CV-4151--a potent, selective thromboxane A2 synthetase inhibitor.

(E)-7-Phenyl-7-(3-pyridyl)-6-heptenoic acid (CV-4151) inhibited horse platelet microsomal thromboxane (TX) A2 synthetase with an IC50 of 2.6 X 10(-8) M, but even at a high concentration of 10(-4) M it had little effect on cyclooxygenase, PGI2 synthetase and 5-lipoxygenase in in vitro enzymatic assays. CV-4151 did not affect PGI2 release from rat and rabbit aortic tissues in in vitro (10(-4) M) and ex vivo (10 and 100 mg/kg, p.o.) experiments, whereas aspirin (10(-4) M or 10 and 100 mg/kg, p.o.) markedly inhibited PGI2 release in these preparations. When given orally to rats and dogs, CV-4151 markedly inhibited blood TXA2 synthetase activity: the ID50 values (mg/kg, 2 hr later) were 0.05 in rats and 0.17 in dogs. The inhibitory effects at an oral dose of 1 mg/kg lasted more than 24 hr in both species; the inhibition was 41% in rats and 32% in dogs 24 hr after the administration.
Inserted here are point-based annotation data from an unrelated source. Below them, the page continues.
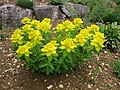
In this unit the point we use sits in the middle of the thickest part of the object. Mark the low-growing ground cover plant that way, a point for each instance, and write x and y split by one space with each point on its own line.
56 49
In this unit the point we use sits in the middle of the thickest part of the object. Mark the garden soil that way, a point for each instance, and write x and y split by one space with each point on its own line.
96 74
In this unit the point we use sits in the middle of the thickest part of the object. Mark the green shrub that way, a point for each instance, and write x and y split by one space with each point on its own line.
25 3
55 49
99 9
117 67
58 2
75 1
114 16
117 1
112 34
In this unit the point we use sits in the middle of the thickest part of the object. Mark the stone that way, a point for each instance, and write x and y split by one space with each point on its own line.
47 11
75 10
61 86
11 15
50 87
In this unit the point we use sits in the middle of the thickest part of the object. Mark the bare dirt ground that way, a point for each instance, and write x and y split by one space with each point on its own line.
97 74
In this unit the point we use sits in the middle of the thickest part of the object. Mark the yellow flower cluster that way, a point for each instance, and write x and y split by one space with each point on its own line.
45 25
81 37
17 36
77 22
31 35
66 26
68 44
98 41
24 49
26 20
49 48
93 29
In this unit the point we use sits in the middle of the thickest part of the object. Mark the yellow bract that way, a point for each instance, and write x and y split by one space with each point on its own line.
98 41
35 22
26 20
23 50
80 39
49 48
77 22
16 38
85 33
66 26
60 27
45 25
27 28
93 29
68 44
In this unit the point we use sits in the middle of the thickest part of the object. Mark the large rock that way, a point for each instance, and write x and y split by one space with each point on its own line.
47 11
11 15
73 10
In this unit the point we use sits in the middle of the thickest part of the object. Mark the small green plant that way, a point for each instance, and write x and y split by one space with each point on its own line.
25 3
117 67
58 2
112 34
55 49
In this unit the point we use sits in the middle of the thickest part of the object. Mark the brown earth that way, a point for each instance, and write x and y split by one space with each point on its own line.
97 74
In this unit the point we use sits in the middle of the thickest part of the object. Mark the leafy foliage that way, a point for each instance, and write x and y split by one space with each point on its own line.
58 50
25 3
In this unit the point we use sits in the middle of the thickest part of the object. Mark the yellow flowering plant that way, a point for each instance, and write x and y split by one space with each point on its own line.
55 49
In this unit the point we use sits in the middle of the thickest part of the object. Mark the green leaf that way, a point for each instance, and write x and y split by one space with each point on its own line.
64 66
57 69
51 66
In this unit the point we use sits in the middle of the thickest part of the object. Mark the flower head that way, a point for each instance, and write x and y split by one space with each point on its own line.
49 49
25 20
23 50
68 44
85 33
77 22
98 41
45 25
68 25
16 38
80 39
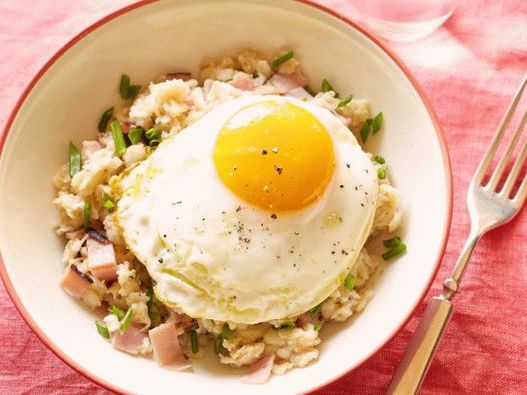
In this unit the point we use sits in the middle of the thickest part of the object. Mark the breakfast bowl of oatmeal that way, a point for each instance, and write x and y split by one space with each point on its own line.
238 210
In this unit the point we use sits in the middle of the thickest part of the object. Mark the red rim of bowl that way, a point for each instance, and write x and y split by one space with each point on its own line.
446 161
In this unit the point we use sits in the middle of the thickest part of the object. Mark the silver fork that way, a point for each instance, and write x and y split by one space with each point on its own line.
488 208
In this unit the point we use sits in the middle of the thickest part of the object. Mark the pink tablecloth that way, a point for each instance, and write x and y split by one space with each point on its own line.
469 69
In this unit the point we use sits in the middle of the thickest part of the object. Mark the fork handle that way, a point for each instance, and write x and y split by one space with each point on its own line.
420 351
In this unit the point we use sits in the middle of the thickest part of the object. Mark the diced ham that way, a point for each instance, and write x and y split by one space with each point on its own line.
126 126
75 282
131 340
181 320
165 343
299 93
245 83
260 371
88 148
101 260
179 76
284 83
75 234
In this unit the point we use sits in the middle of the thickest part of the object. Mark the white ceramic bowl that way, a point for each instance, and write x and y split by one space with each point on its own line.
65 100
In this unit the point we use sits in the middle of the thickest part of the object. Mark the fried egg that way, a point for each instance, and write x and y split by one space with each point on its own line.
256 212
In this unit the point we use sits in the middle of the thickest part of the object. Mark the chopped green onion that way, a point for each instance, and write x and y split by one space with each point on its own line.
152 133
194 345
227 332
126 320
344 102
325 86
86 214
310 90
116 311
152 314
349 282
281 60
105 117
376 124
133 90
379 159
107 202
365 129
75 159
394 241
218 344
314 311
135 135
394 251
118 138
102 329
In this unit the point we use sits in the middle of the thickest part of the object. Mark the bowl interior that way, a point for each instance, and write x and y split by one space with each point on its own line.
67 101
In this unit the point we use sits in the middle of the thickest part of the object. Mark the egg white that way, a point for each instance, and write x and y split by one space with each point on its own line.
213 255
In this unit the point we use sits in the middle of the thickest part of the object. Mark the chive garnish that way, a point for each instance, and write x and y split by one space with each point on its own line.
396 247
126 90
310 90
325 86
281 60
118 138
314 310
102 329
394 241
86 214
365 129
124 84
107 202
218 344
379 159
394 251
75 159
227 332
135 135
349 282
152 133
126 320
116 311
105 117
376 123
194 346
345 101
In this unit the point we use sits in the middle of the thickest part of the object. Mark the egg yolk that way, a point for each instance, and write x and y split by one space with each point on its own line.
275 155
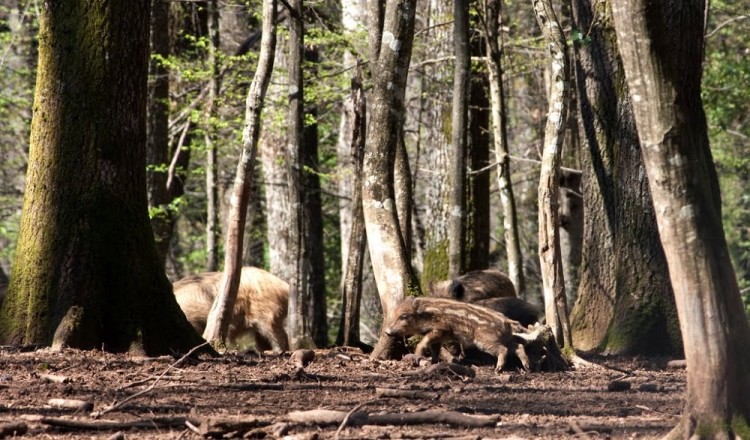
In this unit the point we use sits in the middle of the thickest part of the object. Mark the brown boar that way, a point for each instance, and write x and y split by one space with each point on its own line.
260 308
514 308
440 320
474 286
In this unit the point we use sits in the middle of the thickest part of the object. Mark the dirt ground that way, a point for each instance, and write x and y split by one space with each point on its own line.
256 396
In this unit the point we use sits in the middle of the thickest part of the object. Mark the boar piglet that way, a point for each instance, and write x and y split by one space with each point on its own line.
474 286
260 308
514 308
441 320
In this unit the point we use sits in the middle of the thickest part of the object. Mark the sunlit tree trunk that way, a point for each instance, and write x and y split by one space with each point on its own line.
625 302
555 302
86 272
664 78
493 13
459 135
389 64
218 317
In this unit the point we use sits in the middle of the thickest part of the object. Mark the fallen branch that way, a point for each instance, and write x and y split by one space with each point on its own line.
153 385
155 423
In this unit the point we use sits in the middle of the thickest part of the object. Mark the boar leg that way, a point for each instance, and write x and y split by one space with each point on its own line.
433 341
502 355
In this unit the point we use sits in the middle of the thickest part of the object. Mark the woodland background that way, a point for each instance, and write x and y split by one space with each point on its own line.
207 89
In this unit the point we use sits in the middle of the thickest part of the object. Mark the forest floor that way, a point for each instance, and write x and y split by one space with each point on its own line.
267 396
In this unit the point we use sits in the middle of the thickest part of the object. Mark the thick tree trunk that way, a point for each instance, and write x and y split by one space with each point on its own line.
664 78
556 310
625 302
500 139
86 272
218 317
459 136
389 64
351 292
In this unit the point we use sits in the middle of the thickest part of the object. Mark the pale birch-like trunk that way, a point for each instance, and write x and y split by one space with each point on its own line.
495 43
459 135
218 317
390 66
664 78
553 283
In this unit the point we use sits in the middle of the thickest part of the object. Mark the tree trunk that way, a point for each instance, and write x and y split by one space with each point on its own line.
459 135
351 294
556 310
478 205
313 213
664 78
300 294
500 138
218 317
389 65
157 128
86 272
212 187
625 302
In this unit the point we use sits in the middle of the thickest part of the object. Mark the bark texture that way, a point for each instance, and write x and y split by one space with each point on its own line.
86 272
217 323
390 65
662 49
500 138
625 302
553 283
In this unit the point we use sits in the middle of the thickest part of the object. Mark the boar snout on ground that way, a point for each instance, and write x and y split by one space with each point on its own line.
260 308
440 320
474 286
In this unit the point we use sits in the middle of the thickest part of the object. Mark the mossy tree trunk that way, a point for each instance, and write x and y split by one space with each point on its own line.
86 273
662 45
625 302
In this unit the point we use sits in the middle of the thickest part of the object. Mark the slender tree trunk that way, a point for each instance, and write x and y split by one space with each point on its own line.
218 317
459 135
300 319
86 272
389 64
157 144
556 310
212 187
664 78
313 213
500 137
351 294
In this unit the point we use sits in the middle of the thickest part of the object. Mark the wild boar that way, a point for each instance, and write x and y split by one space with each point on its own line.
440 320
260 308
474 286
514 308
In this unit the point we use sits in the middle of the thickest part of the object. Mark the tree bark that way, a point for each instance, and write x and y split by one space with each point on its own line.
664 78
625 302
217 323
556 310
389 64
351 294
459 135
300 294
212 188
495 49
86 272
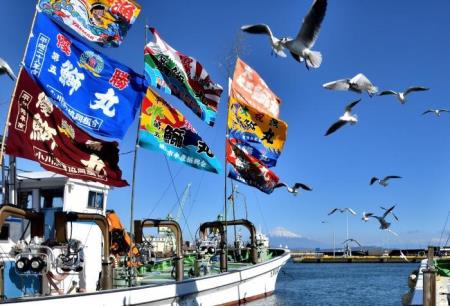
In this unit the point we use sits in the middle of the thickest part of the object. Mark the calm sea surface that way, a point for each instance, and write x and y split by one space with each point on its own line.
340 284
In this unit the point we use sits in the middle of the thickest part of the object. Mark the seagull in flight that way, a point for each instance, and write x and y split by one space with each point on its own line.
352 240
294 189
342 210
401 96
277 46
4 68
359 83
403 256
437 112
383 182
300 47
384 225
347 117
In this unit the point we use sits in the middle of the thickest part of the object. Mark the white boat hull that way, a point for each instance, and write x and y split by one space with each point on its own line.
229 288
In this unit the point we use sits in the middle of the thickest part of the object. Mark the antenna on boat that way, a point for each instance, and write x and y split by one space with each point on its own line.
12 194
230 60
136 147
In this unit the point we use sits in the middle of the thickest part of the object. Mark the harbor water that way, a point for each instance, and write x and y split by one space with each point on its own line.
340 284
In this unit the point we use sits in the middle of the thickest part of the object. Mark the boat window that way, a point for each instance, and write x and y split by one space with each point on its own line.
4 235
52 197
25 199
95 200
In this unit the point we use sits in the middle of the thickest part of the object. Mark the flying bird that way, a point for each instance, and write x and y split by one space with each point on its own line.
294 189
4 68
342 210
300 47
437 112
403 256
388 211
383 182
384 225
352 240
347 117
401 96
359 83
366 216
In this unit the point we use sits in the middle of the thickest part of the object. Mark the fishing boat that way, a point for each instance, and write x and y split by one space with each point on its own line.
60 244
58 248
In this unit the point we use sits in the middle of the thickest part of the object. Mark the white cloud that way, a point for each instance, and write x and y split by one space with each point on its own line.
283 232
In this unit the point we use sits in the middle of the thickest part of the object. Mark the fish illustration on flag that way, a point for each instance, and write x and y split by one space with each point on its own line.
249 87
247 169
39 131
262 135
165 129
182 76
96 92
105 22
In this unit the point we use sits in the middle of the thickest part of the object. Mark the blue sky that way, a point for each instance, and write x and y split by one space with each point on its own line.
396 44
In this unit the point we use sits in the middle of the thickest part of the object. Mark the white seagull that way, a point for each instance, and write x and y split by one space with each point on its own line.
342 210
300 47
347 117
359 83
294 189
4 68
383 182
437 112
352 240
401 96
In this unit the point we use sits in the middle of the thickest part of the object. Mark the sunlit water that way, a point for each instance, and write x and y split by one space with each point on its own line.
340 284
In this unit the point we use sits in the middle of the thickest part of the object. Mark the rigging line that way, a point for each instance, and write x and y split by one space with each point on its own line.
164 193
260 211
176 193
443 229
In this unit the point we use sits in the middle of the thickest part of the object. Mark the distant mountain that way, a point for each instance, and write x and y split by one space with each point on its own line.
282 236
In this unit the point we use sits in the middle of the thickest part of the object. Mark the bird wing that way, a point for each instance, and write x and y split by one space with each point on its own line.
388 211
387 92
349 107
311 23
333 211
259 28
335 127
342 84
351 211
280 185
361 80
415 88
302 186
4 67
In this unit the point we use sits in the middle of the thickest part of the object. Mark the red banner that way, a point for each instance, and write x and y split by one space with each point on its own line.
39 131
249 87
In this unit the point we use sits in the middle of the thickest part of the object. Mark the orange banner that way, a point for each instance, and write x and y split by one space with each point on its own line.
248 86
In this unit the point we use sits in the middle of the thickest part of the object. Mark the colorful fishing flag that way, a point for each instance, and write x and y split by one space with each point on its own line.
183 77
248 170
249 87
96 92
165 129
262 135
39 131
105 22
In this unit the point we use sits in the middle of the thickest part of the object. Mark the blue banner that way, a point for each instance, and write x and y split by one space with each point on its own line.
96 92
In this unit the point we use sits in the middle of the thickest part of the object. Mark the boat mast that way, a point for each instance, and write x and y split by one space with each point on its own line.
12 194
136 147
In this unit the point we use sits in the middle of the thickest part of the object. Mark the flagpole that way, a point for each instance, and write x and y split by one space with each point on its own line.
136 147
12 163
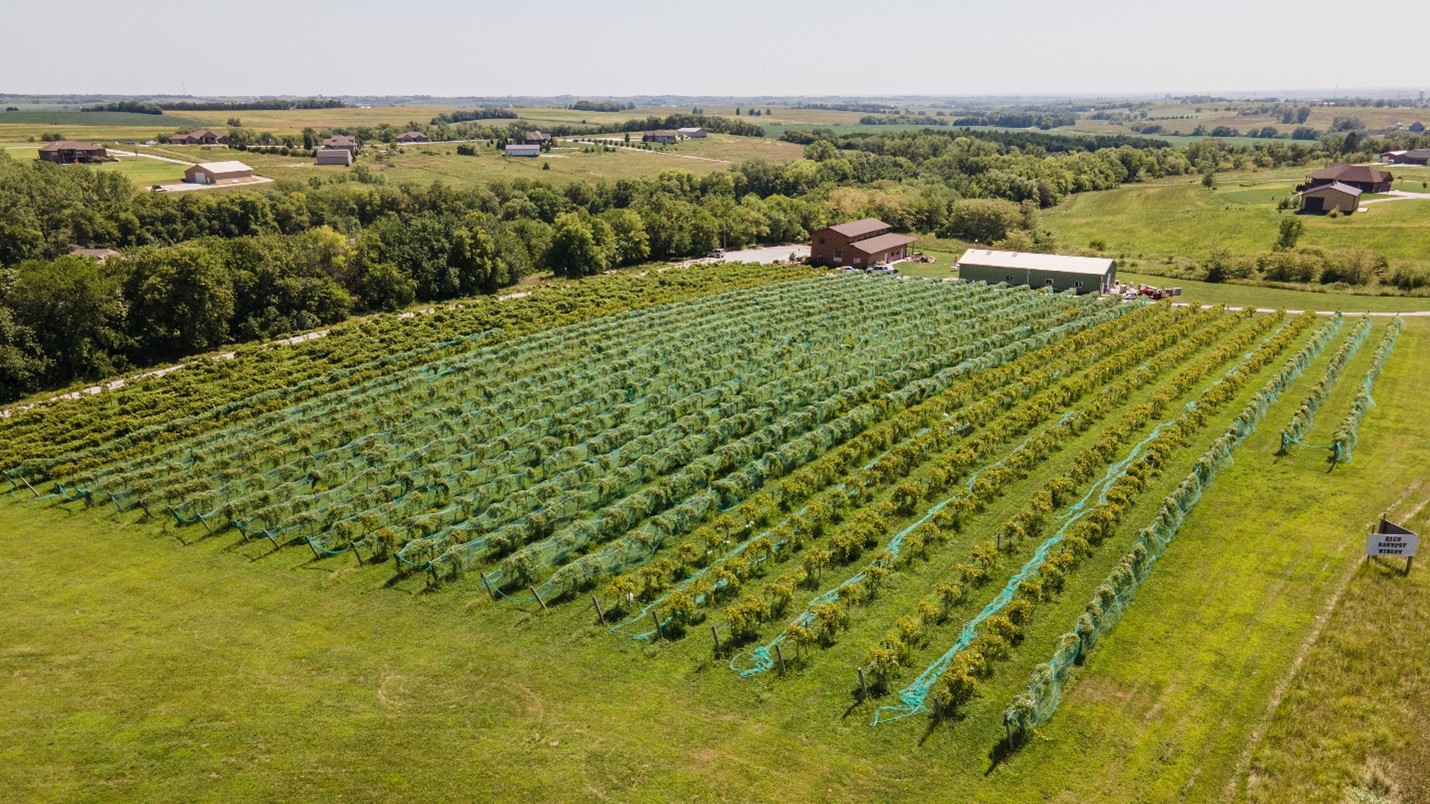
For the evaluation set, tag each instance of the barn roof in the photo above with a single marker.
(1336, 186)
(1023, 261)
(223, 166)
(881, 242)
(1350, 173)
(863, 226)
(72, 145)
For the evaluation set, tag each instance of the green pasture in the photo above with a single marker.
(143, 661)
(1179, 218)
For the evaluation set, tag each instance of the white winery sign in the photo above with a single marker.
(1399, 545)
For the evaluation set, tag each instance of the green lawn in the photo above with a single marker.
(1177, 222)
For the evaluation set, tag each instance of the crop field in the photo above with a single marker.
(722, 531)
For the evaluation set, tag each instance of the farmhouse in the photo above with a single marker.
(1416, 156)
(335, 156)
(342, 140)
(1060, 272)
(858, 243)
(67, 152)
(1359, 176)
(1326, 198)
(218, 173)
(200, 136)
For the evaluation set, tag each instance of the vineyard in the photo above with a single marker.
(898, 492)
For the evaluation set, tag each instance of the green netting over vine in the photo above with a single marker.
(1306, 414)
(1044, 690)
(1347, 434)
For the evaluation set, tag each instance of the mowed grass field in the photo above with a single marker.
(140, 667)
(1179, 218)
(429, 162)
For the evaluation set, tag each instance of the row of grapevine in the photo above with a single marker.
(1040, 700)
(1346, 435)
(741, 468)
(898, 439)
(993, 631)
(46, 441)
(1133, 352)
(1306, 414)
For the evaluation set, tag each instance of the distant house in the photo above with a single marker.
(200, 136)
(218, 173)
(67, 152)
(97, 255)
(335, 156)
(1359, 176)
(858, 243)
(1417, 156)
(1060, 272)
(1324, 198)
(343, 142)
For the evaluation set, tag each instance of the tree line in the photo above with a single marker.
(203, 269)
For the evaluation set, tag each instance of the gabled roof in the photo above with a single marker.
(72, 145)
(880, 243)
(863, 226)
(1336, 186)
(223, 166)
(1024, 261)
(1350, 173)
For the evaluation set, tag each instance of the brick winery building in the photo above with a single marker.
(858, 243)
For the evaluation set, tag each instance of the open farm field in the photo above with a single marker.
(618, 537)
(429, 162)
(66, 120)
(1183, 219)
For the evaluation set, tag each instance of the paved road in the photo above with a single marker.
(1347, 314)
(1397, 195)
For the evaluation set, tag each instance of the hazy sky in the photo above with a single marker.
(591, 47)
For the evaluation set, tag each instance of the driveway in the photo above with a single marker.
(765, 255)
(188, 188)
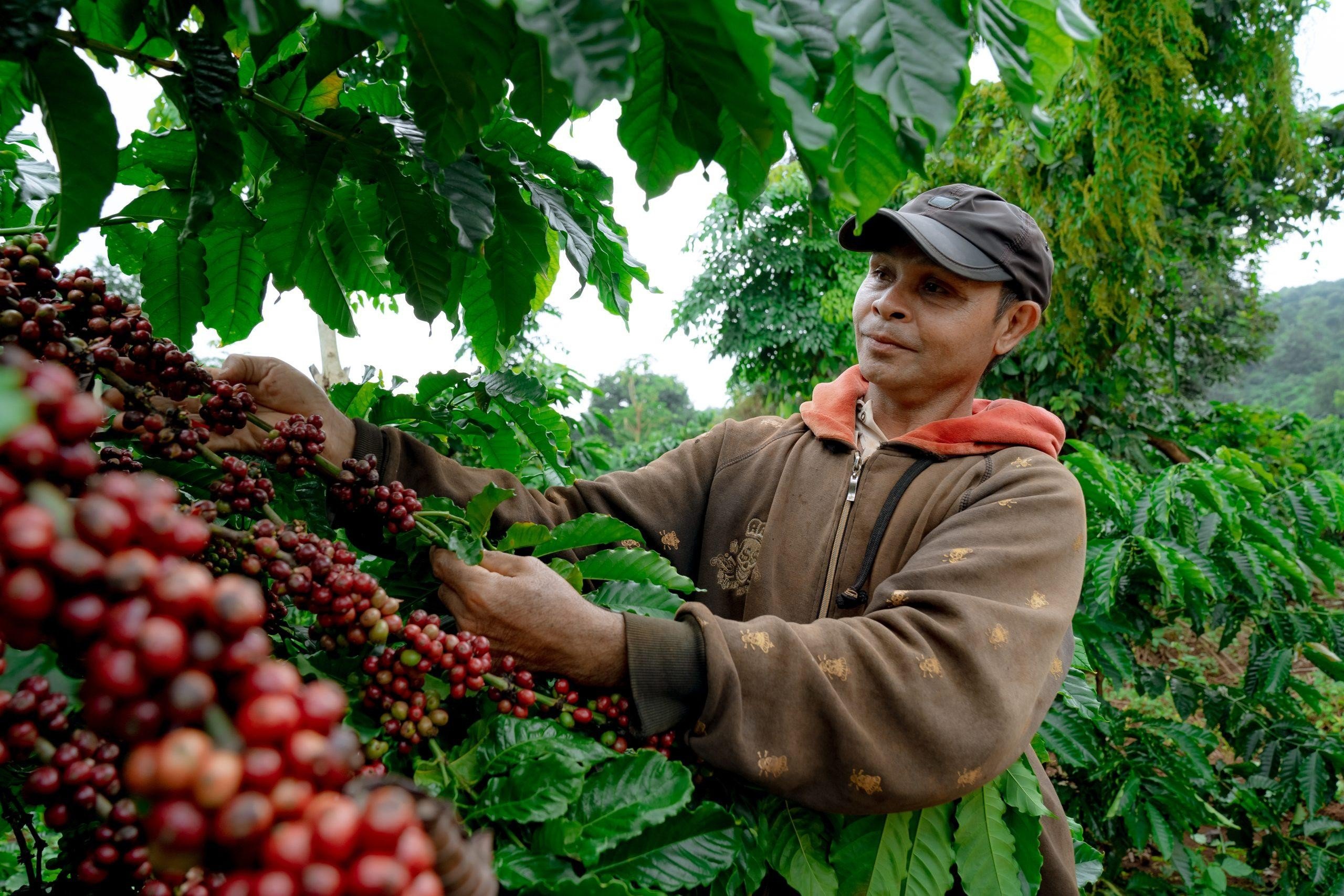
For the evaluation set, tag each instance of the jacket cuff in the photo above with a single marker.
(668, 675)
(369, 440)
When injected i.v. to rats and dogs, CV-4151 caused inhibitory effects on TXA2 synthetase equipotent to those observed with the oral administration. In both species, CV-4151 given orally increased concentration of serum immunoreactive 6-keto-PGF1 alpha concomitant with a decrease of serum TXB2-8 concentration. CV-4151 was equipotent to OKY-1580 (IC50: 2.3 X 10 M), a well documented TXA2 synthetase inhibitor, in an in vitro TXA2 synthetase assay. However, CV-4151, given orally or i.v. to rats and dogs, was much more potent and longer acting in inhibition of blood TXA2 production than OKY-1580. Dazoxiben was less potent than these compounds in vitro. In rats, serial oral administration of CV-4151 (10 mg/kg) once daily for 14 days produced a constant and marked reduction of serum TXB2 concentration with concomitant increase of serum immunoreactive 6-keto-PGF1 alpha concentration. No rebound phenomenon in inhibition of TXA2 synthetase was observed after the dosing was stopped. These findings indicate that CV-4151 is a potent and long acting selective inhibitor of TXA2 synthetase and may reorient the metabolism of PG endoperoxides to PGI2.